At some age, mere survival usually brings a certain enlightenment. You come to know when something emanates from the south end of a northbound bull. You know the difference between what works and what looks good. You’ve learned the fine line between art and crap. You know to judge ideas by their predictive value, not by how seductive they seem. At a certain age, you know, or should know these things.
Next Tuesday, February 5th, Coloradoans are supposed to bring this sort of experience to their political caucuses to make decisions about representatives and issues. If history is any guide, many people and ideas will be elected that evening, that won’t work, smell bad, and can’t predict their way out of a paper bag. Solutions and candidates will float to the surface of our political punch bowls. The least common denominators will again carry the day.
Individuals who can be brilliant, will, in caucus as a group, produce pure drivel. We don’t yet know the specific form of the drivel, or what Machiavellian deals will be revealed Tuesday evening to produce it, but sure as the sun will rise the following Wednesday morning, the Founding Fathers of our Republic will again spin in their graves over this biennial farce.

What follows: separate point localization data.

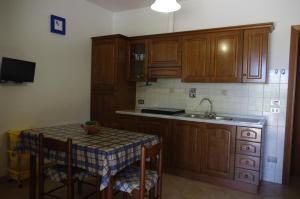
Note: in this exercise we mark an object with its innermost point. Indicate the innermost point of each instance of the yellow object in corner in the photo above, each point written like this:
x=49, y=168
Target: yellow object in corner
x=18, y=162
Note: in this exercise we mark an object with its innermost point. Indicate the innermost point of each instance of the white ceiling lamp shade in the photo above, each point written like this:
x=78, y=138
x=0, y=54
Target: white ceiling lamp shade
x=165, y=6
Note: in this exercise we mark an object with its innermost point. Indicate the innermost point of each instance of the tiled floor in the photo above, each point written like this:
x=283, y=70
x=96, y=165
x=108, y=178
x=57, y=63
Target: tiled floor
x=181, y=188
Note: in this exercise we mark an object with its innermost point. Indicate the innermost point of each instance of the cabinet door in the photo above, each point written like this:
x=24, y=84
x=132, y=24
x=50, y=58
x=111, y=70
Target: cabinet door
x=185, y=149
x=218, y=146
x=255, y=55
x=129, y=123
x=158, y=127
x=104, y=56
x=103, y=109
x=138, y=60
x=226, y=61
x=196, y=58
x=165, y=52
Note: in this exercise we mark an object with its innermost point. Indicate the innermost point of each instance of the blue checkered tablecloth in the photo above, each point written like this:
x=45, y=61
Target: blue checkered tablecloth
x=105, y=153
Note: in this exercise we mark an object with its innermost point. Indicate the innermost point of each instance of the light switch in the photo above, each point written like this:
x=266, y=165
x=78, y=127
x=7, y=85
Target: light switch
x=275, y=110
x=275, y=102
x=192, y=92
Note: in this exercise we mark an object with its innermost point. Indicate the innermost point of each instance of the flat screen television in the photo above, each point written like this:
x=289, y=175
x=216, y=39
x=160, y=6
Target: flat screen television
x=16, y=70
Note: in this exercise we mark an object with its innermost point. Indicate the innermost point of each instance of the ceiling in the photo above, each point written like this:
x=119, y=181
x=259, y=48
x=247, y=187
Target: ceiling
x=122, y=5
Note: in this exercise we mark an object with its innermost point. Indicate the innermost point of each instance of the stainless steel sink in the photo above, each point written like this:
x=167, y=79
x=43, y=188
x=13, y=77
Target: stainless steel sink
x=200, y=116
x=247, y=120
x=219, y=117
x=191, y=115
x=222, y=118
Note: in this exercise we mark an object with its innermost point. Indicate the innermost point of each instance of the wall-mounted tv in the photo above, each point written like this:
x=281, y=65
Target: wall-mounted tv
x=16, y=70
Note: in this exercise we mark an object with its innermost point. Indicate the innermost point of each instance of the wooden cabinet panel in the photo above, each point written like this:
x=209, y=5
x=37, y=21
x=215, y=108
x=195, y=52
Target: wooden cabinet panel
x=249, y=134
x=186, y=151
x=165, y=51
x=103, y=109
x=104, y=56
x=158, y=127
x=248, y=148
x=247, y=176
x=255, y=55
x=247, y=162
x=218, y=146
x=226, y=61
x=164, y=72
x=129, y=123
x=138, y=68
x=196, y=58
x=110, y=89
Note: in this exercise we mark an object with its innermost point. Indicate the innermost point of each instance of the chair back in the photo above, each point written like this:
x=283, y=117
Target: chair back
x=155, y=154
x=59, y=146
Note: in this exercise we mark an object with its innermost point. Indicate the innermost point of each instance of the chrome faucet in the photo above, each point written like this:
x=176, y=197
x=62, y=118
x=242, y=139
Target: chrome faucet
x=209, y=114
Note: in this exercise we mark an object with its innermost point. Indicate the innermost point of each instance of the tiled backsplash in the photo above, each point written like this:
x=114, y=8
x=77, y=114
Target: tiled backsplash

The Colorado caucus system is irreparably broken. It empowers a political class of party hacks indistinguishable in effect from their totalitarian counterparts on the other side of the planet. Mike Rosen says that politics is about winning elections, not about the best ideology. True to the requirements of the job, caucus attendees neither represent us, nor do they represent an ideology. They represent themselves.
Oh, later in the political season, assembly delegates will delude themselves about how they constitute representative government, but not a one of them will have won an election to become a caucus attendee. If 20 people show up caucus night and elect 18 of themselves to become delegates at county and state assemblies, they don’t become representatives of the voting public. You can’t launder free agents through an election among themselves and turn them into representatives.
Well you can, and that’s exactly what the caucus system does, however, nothing done throughout the caucus and assembly process can replace what was never there – the consent of the governed. And last I looked, government without consent is totalitarianism.